After two years of contraction, the euro area is likely to grow around 1.3 per cent in 2014. That’s a positive swing of 1.7 percentage points from last year’s contraction.
The 18-country euro area is almost as big as the US economy, and its USD13 trillion of annual output equals 17 per cent of the global total. A sharp turnaround in this giant economic and currency bloc is thus likely to have a significant effect on the rest of the world.
For emerging markets, Europe’s revival is particularly welcome because it is being led by domestic demand. As a result, economies across Asia, Africa, the Middle East and Latin America that count the euro area as one of their main export markets are likely to be among the biggest beneficiaries.
The improvement in Europe’s outlook was scarcely anticipated only two years ago, when the euro area came close to collapsing. A deft move in 2012 by the European Central Bank under the newly appointed President Mario Draghi, who promised to provide emergency funding to any euro-area government facing problems selling debt, brought the region back from the brink.
Although the legitimacy of the so-called Outright Monetary Transactions – the bond-buying plan unveiled by Draghi to provide cash-strapped governments with emergency funding – is being questioned, the move has had the desired impact: the region has shaken off its extreme pessimism, business confidence is gradually returning, and sovereign bond yields are easing back to normal.
“Domestic demand in the euro area is on the rise again”
The good news for emerging-market exporters is that domestic demand in the euro area is on the rise again, as investment picks up, consumer spending rises and the decline in government spending ends – and, in some countries, reverses.
Among the larger euro-area economies, Germany’s growth prospects look best. Real wages should recover and employment is rising. Investment is growing after a prolonged decline and should accelerate through 2015, the squeeze on government finances is easing, and higher immigration and the eventual introduction of a minimum wage should boost consumer spending. A bounce in German domestic demand should shrink the country’s current account surplus, the excess in its exports of goods and services over imports.
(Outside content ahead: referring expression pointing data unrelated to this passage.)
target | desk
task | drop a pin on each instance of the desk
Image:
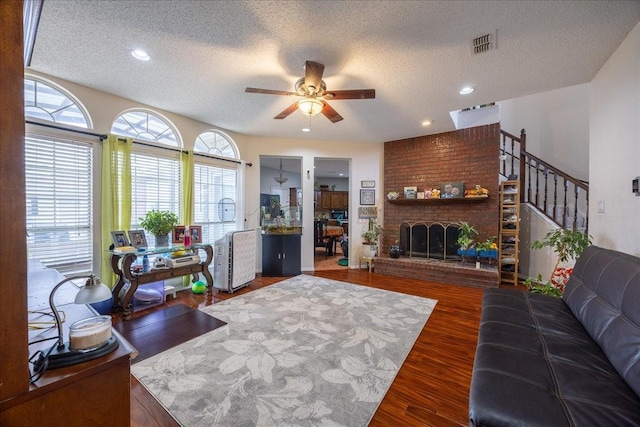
(121, 265)
(95, 392)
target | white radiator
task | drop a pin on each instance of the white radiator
(235, 260)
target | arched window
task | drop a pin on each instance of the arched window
(155, 171)
(216, 143)
(216, 193)
(147, 126)
(47, 101)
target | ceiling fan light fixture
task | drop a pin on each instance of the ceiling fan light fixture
(310, 106)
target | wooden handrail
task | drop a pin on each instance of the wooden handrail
(542, 182)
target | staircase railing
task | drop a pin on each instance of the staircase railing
(554, 193)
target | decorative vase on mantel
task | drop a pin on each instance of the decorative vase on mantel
(162, 241)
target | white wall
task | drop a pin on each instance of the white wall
(557, 126)
(366, 163)
(615, 149)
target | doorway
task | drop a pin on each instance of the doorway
(331, 207)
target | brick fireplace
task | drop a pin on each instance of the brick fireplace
(470, 156)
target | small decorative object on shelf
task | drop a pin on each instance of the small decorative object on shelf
(410, 192)
(394, 250)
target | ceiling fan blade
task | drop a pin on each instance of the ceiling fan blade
(351, 94)
(313, 74)
(269, 91)
(330, 113)
(290, 109)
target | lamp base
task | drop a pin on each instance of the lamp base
(64, 356)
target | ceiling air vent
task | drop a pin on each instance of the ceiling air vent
(483, 43)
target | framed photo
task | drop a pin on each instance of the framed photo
(196, 233)
(177, 236)
(452, 190)
(137, 238)
(410, 192)
(119, 238)
(367, 197)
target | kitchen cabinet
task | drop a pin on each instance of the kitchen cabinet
(325, 200)
(281, 254)
(340, 200)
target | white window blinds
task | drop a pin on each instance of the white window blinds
(59, 184)
(215, 198)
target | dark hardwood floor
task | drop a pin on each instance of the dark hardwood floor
(431, 388)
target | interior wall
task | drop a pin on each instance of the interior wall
(615, 149)
(557, 126)
(467, 155)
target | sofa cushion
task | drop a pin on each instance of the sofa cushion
(603, 293)
(536, 365)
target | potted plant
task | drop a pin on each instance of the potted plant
(371, 237)
(567, 244)
(159, 223)
(487, 249)
(466, 234)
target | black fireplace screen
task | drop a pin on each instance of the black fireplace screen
(429, 240)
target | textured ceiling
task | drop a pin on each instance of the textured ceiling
(415, 54)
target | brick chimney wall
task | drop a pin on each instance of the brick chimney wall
(468, 155)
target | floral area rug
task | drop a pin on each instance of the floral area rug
(304, 351)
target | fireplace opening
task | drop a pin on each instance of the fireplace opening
(429, 240)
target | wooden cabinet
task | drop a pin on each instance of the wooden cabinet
(281, 254)
(325, 200)
(509, 231)
(336, 199)
(345, 200)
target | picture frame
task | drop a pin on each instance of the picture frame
(196, 233)
(452, 190)
(137, 238)
(119, 238)
(177, 235)
(410, 192)
(367, 197)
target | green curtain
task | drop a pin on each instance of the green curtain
(116, 196)
(186, 206)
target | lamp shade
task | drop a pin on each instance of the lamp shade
(93, 291)
(310, 106)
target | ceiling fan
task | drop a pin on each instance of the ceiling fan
(313, 91)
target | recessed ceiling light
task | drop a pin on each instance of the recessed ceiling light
(140, 54)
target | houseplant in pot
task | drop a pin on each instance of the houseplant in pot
(567, 245)
(466, 234)
(159, 223)
(371, 237)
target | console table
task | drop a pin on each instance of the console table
(121, 266)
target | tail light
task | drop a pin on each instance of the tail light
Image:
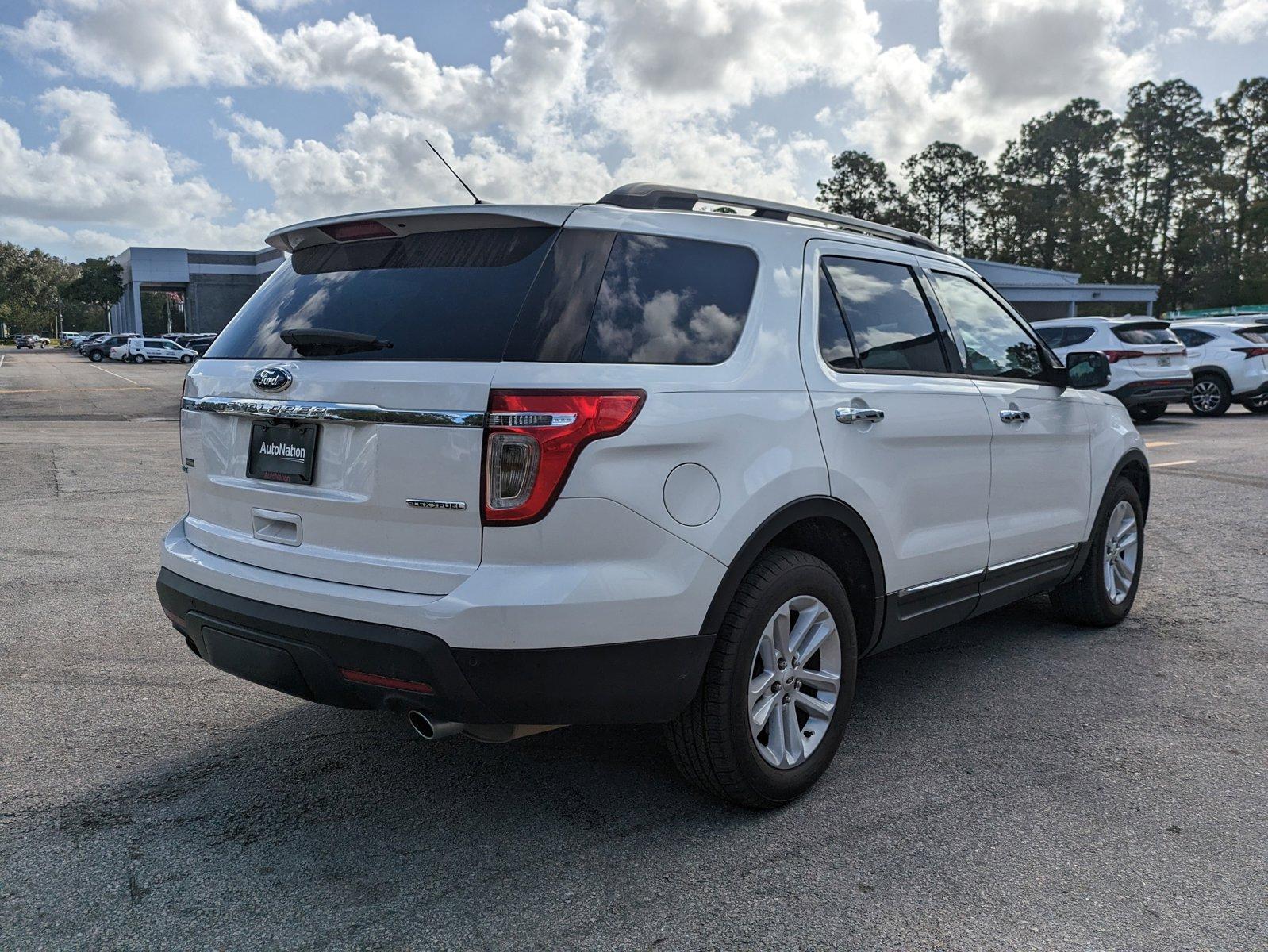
(534, 438)
(1113, 356)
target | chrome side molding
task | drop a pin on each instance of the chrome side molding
(334, 413)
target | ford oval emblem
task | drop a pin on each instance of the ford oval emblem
(273, 378)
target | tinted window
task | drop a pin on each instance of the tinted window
(1144, 335)
(992, 344)
(835, 344)
(439, 296)
(1192, 339)
(670, 301)
(889, 322)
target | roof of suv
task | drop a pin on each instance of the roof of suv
(644, 197)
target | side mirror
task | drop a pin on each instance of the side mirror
(1087, 370)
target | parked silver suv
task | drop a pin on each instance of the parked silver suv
(501, 468)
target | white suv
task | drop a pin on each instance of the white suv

France and Italy pulled out of recession in 2013 and the reform agenda is gaining more traction here. Meanwhile, the euro-area peripheral economies are reporting falling unemployment; import demand should pick up as these economies emerge from deep recession, capping current account surpluses.
Europe’s nascent revival comes at an opportune time for emerging markets. Since the global financial crisis of 2008-09, these economies have relied on domestic consumption, government and private investment, and trade with other emerging markets to fuel growth as recessions in the US and Europe dragged exports lower.
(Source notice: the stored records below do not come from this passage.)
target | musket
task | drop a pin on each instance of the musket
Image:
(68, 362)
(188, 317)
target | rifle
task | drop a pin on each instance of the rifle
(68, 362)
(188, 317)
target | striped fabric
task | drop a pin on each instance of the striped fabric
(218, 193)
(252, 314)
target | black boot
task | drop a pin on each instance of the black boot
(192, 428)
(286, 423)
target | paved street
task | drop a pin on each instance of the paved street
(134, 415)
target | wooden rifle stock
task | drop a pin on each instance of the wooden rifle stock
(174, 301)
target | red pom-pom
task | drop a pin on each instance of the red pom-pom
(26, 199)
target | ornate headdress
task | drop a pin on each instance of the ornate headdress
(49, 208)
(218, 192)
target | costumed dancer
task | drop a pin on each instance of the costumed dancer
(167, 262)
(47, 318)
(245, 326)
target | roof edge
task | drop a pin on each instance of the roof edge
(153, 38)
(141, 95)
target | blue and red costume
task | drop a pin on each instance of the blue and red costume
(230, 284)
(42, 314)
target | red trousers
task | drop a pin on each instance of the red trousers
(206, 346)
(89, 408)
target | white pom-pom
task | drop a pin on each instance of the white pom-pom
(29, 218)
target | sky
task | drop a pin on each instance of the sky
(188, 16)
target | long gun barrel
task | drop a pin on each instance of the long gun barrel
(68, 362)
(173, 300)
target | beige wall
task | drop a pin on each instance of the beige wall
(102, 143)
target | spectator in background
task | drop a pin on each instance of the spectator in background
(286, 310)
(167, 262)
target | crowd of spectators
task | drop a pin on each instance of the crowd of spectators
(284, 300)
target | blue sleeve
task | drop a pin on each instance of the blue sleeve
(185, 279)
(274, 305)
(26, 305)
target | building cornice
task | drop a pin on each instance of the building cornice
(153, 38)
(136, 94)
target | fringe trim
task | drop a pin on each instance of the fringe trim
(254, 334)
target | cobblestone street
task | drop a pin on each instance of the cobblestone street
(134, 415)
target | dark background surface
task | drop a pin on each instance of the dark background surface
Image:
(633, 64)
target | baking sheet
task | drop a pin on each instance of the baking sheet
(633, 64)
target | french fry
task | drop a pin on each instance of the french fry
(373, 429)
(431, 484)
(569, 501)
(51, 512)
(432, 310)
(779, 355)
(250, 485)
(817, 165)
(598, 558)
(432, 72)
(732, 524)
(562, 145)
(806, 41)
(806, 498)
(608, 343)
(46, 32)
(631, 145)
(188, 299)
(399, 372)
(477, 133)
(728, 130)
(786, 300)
“The impact is likely to be felt in countries as far-flung as India, Singapore, Brazil and Nigeria”
As consumption starts to power the euro-area recovery, the impact is likely to be felt in countries as far-flung as India, Singapore, Brazil and Nigeria. These four economies, along with Algeria and Turkey, are among the top 10 non-European exporters to the euro area. These economies also have more exposure to the euro area than to the US.